One of my electives was creative writing. I was like, “if nothing else, it’s an easy A.” And I fell back in love with it all over again, and I was like, this is something I love doing.
Upbeat music starts
You sit back and you’re like, “Am I doing what I love? Because as soon as I die, I don’t get that chance to do it again. And why should I wait ‘till old age to do it?” Some people don’t make it to old age. I almost didn’t!
At this point in time, Miranda had reentered the writing world, her synesthesia, fully acknowledged.
Some people would get paint colors from things in the past like minerals, or plants, and in some ways with my synesthesia I feel like it’s the same thing. We have a rabbit that lives outside that’s inspired writing scenes and just moments and color codes that I later touch on. So, I feel liberated and therefore I feel creative. Being creative means not having tons of confines, but I have enough structure that I can’t go too far and totally miss the mark.

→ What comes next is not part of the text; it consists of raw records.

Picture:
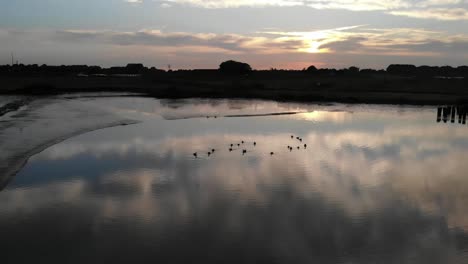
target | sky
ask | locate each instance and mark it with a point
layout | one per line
(283, 34)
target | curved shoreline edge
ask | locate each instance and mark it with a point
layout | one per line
(18, 161)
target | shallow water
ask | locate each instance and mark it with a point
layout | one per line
(376, 184)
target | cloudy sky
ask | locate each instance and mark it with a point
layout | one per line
(264, 33)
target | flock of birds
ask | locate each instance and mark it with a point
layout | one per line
(244, 151)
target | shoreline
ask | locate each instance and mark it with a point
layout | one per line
(15, 155)
(362, 90)
(19, 161)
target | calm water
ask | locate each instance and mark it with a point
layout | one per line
(376, 184)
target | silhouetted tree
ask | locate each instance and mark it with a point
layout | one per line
(234, 67)
(312, 69)
(402, 69)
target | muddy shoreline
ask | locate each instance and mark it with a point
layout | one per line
(43, 130)
(363, 90)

Despite the box she was forced into as a child, and placed in as a creative, Miranda persevered.
Synesthesia helped a lot. Not early on, mostly ‘cause I wasn’t aware of it, and I had to suppress who I was; I wasn’t allowed to show big emotion. My creative writing got mocked or ripped up or whatever, and I wasn’t supposed to have this voice.

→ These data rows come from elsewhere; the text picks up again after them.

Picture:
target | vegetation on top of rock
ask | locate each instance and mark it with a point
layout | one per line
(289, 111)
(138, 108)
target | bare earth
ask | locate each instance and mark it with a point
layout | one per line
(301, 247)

So, suddenly, I’m free from all of this. I had something that was helping me process information, my synesthesia, and now I had something that helped me convey, my writing. I suddenly had a means of language that I never had before. It’s like releasing an animal that’s lived in a zoo back into the wild; even if they’re free, they’re not equipped to handle that.
And at the same time as all of this, I was really learning that I am human. I was coming out of that brainwashing. I was acknowledging, “Wow, I’ve been human this whole time. What the heck does that mean? How does one express emotion appropriately? How does one experience the world and tell it to other people? How do you get along with people who’ve known that they’re people?” It was this fascinating amalgamation of three things that I’ve had this whole time but just got to experience for the first time, all at once.
My synesthesia helps me communicate with people in ways I otherwise struggle with, especially because of the stuff I went through trauma-wise. It’s helped me connect to people and learn what it means to be human. If anything, it’s really helped me, I think, with empathy. When I worked in social work, for example, and someone was getting really worked up, and if I could kind of match what their calm voice was, then they’d seem a bit more willing to come back to it.
I had a tendency, because I had Post Traumatic Stress Disorder, to spiral into flashbacks, or big emotions, or I’d default back to the way my dad had taught me to think. And I had to, not only unlearn it, but relearn good things. And synesthesia helped me with that because suddenly I had language again. I was getting my writing voice back.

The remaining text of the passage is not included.